First, disability brings a different temporal relationship to the body. A diagnosis at or around birth triggers a cycle of intervention aimed at ensuring a positive future is still imaginable and achievable for the child. However, regardless of the level of intervention and its immediate successes, imagined futures remain fragile. The contingency of any repair relates not just to the distance still found between the normality it doesn't quite achieve, but also on the awareness that the repair itself can only be temporary in the context of an ageing body. This means that ageing is experienced differently, while socially valued futures secured around imagi-naries of independence, family, friendship, and achievement are still believed to be possible if worked at by changing the body; the heightened speed at which physical ageing appears to take place, requires a degree of self-monitoring and regulation if such imagi-naries are to be made real.

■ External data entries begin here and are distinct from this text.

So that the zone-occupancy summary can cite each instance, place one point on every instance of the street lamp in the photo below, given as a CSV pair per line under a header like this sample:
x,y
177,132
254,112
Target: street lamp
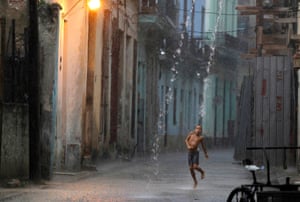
x,y
94,4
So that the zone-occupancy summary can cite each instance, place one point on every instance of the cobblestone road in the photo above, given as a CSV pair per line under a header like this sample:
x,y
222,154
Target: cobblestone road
x,y
141,180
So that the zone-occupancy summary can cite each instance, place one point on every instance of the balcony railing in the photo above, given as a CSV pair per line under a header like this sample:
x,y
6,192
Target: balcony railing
x,y
148,6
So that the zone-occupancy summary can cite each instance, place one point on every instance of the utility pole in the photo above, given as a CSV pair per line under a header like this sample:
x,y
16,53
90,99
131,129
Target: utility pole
x,y
33,68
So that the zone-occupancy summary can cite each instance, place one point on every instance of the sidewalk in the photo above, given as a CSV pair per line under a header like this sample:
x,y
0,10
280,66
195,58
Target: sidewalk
x,y
141,179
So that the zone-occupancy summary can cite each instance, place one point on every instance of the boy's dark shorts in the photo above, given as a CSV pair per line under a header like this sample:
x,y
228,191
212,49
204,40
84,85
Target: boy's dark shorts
x,y
193,157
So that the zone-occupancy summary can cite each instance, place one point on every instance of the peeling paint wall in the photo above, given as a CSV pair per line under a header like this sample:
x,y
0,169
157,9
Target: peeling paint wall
x,y
71,89
14,141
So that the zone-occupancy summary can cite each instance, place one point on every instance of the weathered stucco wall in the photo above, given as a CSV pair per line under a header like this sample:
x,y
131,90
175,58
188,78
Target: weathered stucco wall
x,y
14,141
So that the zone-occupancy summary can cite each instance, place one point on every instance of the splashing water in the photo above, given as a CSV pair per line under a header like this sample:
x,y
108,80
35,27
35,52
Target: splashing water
x,y
207,82
213,37
168,98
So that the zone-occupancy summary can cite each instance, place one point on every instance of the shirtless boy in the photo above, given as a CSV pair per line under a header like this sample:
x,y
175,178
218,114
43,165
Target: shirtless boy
x,y
192,142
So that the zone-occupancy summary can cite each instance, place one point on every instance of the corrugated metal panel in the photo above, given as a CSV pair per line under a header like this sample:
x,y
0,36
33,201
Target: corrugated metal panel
x,y
272,91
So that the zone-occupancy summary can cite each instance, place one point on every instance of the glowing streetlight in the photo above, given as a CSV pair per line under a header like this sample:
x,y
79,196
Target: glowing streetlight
x,y
94,4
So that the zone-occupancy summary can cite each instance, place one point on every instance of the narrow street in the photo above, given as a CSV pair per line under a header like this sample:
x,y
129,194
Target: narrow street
x,y
140,179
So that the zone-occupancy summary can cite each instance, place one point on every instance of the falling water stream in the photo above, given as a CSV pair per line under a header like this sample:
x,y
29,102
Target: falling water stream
x,y
169,92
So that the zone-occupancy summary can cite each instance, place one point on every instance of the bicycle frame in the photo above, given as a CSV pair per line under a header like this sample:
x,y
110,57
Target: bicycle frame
x,y
247,192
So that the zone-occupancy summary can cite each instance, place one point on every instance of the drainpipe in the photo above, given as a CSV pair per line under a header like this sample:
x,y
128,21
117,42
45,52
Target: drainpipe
x,y
298,93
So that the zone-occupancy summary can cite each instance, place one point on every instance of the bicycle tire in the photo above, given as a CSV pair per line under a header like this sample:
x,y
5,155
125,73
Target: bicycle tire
x,y
240,194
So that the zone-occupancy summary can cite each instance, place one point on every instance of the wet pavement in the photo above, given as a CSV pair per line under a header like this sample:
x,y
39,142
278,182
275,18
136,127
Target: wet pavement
x,y
141,180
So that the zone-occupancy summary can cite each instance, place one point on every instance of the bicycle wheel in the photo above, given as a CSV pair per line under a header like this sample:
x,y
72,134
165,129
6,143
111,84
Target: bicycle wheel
x,y
240,194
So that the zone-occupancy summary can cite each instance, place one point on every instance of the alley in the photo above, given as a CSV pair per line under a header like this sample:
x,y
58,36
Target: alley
x,y
141,179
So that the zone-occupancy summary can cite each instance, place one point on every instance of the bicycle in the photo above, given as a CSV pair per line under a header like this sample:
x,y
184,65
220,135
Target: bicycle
x,y
250,192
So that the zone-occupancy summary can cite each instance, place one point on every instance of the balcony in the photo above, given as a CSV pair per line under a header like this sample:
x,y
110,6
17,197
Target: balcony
x,y
150,17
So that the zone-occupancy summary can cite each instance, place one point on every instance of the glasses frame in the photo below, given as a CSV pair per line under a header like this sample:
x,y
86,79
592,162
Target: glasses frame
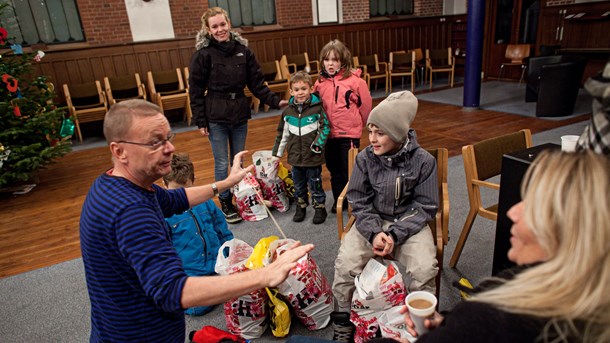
x,y
156,145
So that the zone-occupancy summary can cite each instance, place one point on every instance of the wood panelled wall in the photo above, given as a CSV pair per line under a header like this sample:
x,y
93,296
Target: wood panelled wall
x,y
86,64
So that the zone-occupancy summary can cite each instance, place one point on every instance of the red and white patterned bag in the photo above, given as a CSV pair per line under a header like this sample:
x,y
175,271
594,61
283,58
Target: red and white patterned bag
x,y
378,288
248,202
246,316
306,288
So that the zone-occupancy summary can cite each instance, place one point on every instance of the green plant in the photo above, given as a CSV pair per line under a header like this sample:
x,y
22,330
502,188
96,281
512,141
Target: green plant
x,y
31,133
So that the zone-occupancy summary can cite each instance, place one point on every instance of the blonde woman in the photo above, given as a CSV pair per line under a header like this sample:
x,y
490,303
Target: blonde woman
x,y
221,68
560,291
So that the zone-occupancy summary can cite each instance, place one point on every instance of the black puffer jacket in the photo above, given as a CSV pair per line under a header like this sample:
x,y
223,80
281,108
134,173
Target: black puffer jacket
x,y
223,69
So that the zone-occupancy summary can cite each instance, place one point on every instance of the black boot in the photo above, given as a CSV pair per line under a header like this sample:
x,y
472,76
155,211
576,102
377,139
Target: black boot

Second, the narratives and practices of this group of disabled young people indicate there is much to be concerned about in the continued policing qualities of normality and ordinariness in society; a dynamic of policing that is deeply unequal and unjust in the varied focus its gaze directs towards some and not others. It is not just the heroic super-human who disabled young people are judged against, as problematic is the 'normal' young person they are asked to aspire to be. Critical disability studies and child and youth studies are right to argue that regulatory dynamics and requirements to adapt and achieve are increasing in an environment that valorises self-reliance and neoliberal biocitizenship. What this paper contributes to the debates on neoliberal citizenship and normalcy is that these imaginaries have power not just as discursive devices. They also should be understood as having effects on the things people do to their bodies to enable them to be recognised within such imaginaries. From turning everyday activities into opportunities for working on body strength and agility, to undergoing painful surgery and physiotherapy, discursive validation of normality is embedded literally on to the body itself. An additional effect is the production of hierarchies between those who are seen as doing everything they can to minimise their disability and those who are judged for not doing enough. While medicine and its powerful institutions, status and actors, play an important role in the production and maintenance of this hierarchy, it is not only imposed from above, but also from within everyday practices of

comparison, belonging and developing the body people themselves undertake.

Finally, the paper produces a particular account of how we might still recognise the agency and possibilities embedded in the work disabled young people do on their bodies. The role of disabled young people in pursuing their body projects means that it would be problematic to only see such projects as done to them. There are forms of embodied, relational agency at work here as they draw medical practices into the versions of self-hood they are developing. Their own negotiations of social space and desires for the future play their part in influencing their approach to their different bodies. At times this appears to involve a disavowal or distancing from those aspects of their bodies that are different, but at others it involves a positive working with such differences, within which they take pride and wish to make visible to others. Their quest for normality is not an unquestioning one, it contains some challenge to others to see a 'normal' life as possible while differently embodied. This challenge contains alternative imaginaries through which society could view 'analogous bodies'. While disabled young people are required to do more to fit, they also make visible the fantasies included in medical imperatives of fix and cure and encourage society to recognise the 'misfit'(Garland-Thomson, 2011) as well as the normal.